I'm gonna take a break now to get my life back in order 🤣 Then I'll come back to read the sequel! I still remember parts of it! The rush, pain, danger especially. I can't remember the details though. It's all a bit of a blur 😅
predilection
#2
Chapter 54: Ok so Sehun likes Miyeon? Why didn't I remember that? Lol. I thought he was talking about Choi Sunhi, turns out it was Miyeon he was giving his heart to? Since when did he start to like Miyeon anyway? That's weird. Even though Sehun is my bias (Kai too) I didn't ship him with Miyeon lol. She somehow looked great with Luhan XP so it's a good thing Miyeon didn't like Sehun back HAHAHAHA
predilection
#3
Chapter 5: Hi, Vivien! I'm reading this again after so long! If you didn't know I'm one of your earliest reader! I used to follow this story very closely even waiting an update almost everyday! My username back then was mayakirana lol Idk if you remember but I'm just commenting to let you know I'm reading this again just to bring back the nostalgic feelings I bet we readers used to have back then! And indeed I do feel nostalgic with all the terms and powers you wrote! Really missing Exo in the MAMA era hahaha lol. There's quite some bits that I already forgotten so it's a nice feeling to be able to recall them back once I read certain parts. It's just great!

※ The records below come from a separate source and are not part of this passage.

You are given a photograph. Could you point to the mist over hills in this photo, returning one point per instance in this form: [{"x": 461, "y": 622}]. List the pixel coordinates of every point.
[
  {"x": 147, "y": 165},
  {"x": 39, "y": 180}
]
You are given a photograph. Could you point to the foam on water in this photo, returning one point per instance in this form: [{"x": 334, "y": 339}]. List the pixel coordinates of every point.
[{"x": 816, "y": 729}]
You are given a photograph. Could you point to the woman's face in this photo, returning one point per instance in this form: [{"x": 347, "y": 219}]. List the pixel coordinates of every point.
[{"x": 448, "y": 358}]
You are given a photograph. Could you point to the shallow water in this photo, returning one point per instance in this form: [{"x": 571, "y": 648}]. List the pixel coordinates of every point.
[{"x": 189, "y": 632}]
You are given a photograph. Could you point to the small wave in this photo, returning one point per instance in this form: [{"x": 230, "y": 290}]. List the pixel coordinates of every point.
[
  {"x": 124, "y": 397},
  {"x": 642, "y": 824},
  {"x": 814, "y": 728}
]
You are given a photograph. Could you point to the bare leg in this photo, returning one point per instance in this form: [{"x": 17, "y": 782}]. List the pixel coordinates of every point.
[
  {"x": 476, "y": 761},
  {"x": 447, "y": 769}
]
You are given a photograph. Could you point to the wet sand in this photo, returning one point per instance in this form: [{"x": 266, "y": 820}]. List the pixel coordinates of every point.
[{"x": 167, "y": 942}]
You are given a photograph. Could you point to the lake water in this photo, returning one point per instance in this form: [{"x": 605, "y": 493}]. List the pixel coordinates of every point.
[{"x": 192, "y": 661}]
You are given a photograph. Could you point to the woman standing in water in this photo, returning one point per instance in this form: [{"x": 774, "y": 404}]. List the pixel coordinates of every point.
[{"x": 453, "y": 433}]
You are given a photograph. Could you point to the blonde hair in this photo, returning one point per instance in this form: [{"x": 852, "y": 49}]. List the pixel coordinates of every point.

Anyways, I wish you a belated happy new year! May this year be great for you and all the other readers here. Good luck!
angeliesyy_ #4
Chapter 67: I AM TOTALLY IN LOVE WITH THIS STORY?. The way you created the words, the plot, the whole story. Though being a romantically hopeless I am, I still can't get to know why Miyeon has to really depressed about Luhan's first love because well, as Sehun said, she has already dead. But nonetheless, this story is sooooo good. Soo good that even I sacrified my time to do other things to just reading this fanfiction. Thank you for making a good story!!
SuhoLoverDebo
#5
Chapter 63: Oh God.. That .. Why did he left? Hurting her like this wasn't enough? I hope he won't join Ji Hye.. Or else I'll kill him..
FanficLover36
#6
Chapter 61: You better have the best reason for leaving
FanficLover36
#7
Chapter 57: Miyeon you dumb idiot your bracelet turned gold
XxOliviaxX
#8
Chapter 63: Wow I finished this already !!
XxOliviaxX
#9
Chapter 60: GO TO HELL!!! YOU HEAR ME JUST GO TO HELL!